So source zone: internal zone xy
source address: any
destination zone: internal zone xy
dest address: any
application: any
Action: allow
these intrazone allow rules are placed before the intrazone default deny rule.
What do I need these intrazone allow rules for?
03-15-2017 02:08 AM
this may be legacy or possibly for logging reasons, or maybe a few zones are excempt from the intrazone policies ?
the default setting for the implied intrazonme policy at the endis to allow, so if yours is a deny, the previous admin changed that
The intrazone policy is used for any 'zoneX to zoneX' traffic, this could be traffic bouncing off an interface (lan1 to lan2 with a router in between) or ping/mgmt connections to the interface, proxyDNS connections, or multiple interfaces sharing a zone
you can also combine all the zones in one intrazone policy as the 'type' of intrazone will prevent bleeding
check out this blurb: What’s this security policy ‘type’ thing anyway?
03-15-2017 06:38 AM
I've seen other admins do this for logging purposes instead of modifying the default rules to log; talking to them some found this easier and others didn't know that you could modify the default rules at all. Maybe your old admin had them for the same reason?
10-03-2018 11:15 AM - edited 10-03-2018 11:44 AM
10-03-2018 01:22 PM
So this really depends on the network and how it's actually setup. If the firewall sees the traffic, then you can interact with it exactly the same as you would a normal security policy.

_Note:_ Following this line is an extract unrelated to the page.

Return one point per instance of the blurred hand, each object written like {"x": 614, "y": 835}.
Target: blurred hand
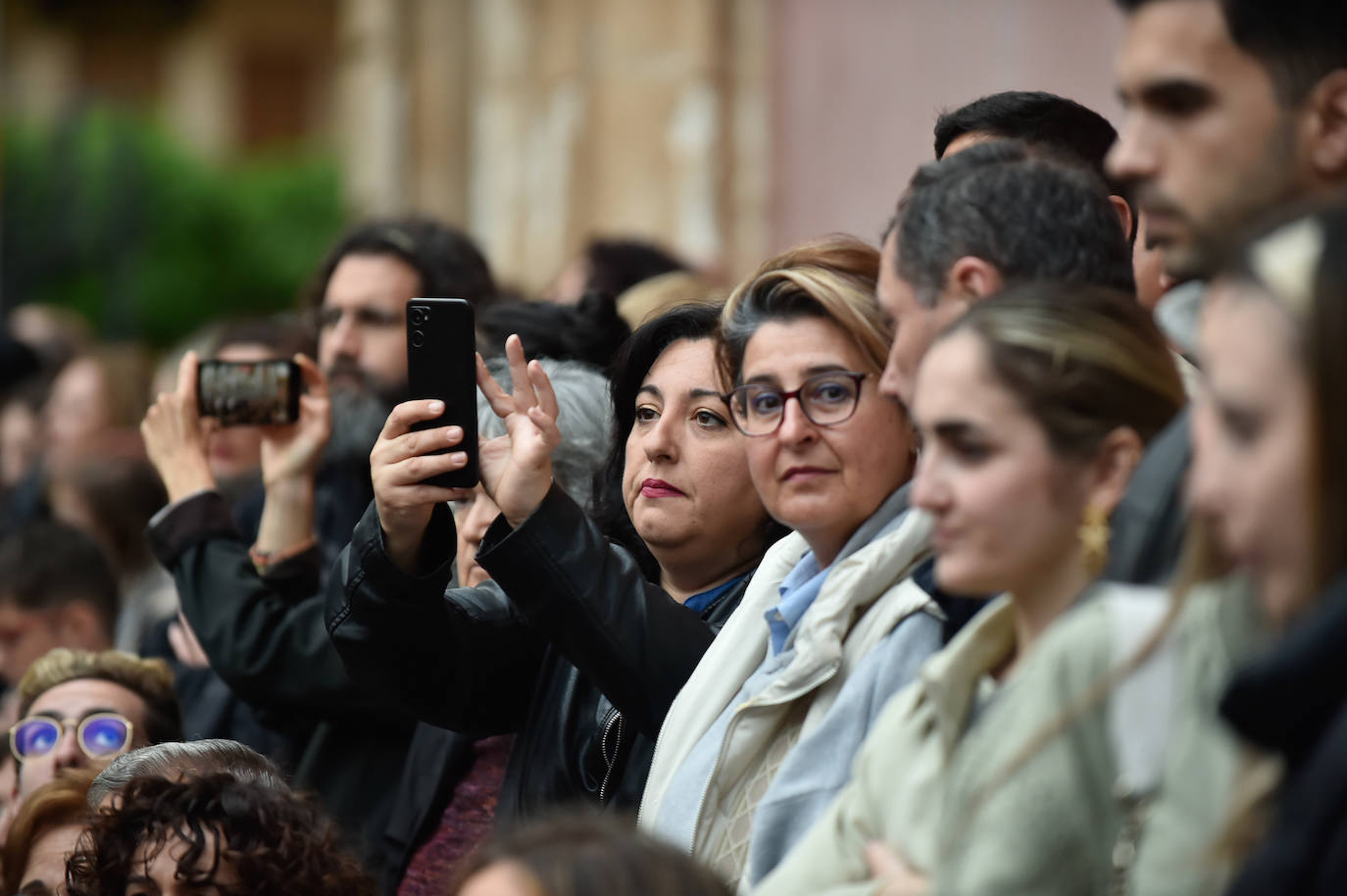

Keep in mind however that if these aggregate on something such as a core/aggregation switch, you may not actually see the traffic pass on the firewall.
10-03-2018 01:27 PM
Well I did a ping and a trace route to the server on the same security zone but different subnets and the trace route showed one hop and it was to the server I don't want it to get to and the ping also reached it. When I look in the traffic logs I don't see any traffic going across the firewall. I think some thing are aggregated and from what I read the type of rule we are using is a universal rule so that should cover all types of rules including interzone and intrazone so changing it to intrazone would make no difference. Anyway you can block traffic that the PA does not see
10-03-2018 01:37 PM
I'd first verify that you are logging the intrazone-default policy, as by default these aren't set to log anything. However if you aren't seeing the traffic you would have to block this at the switch level, as that's where the traffic would be processing.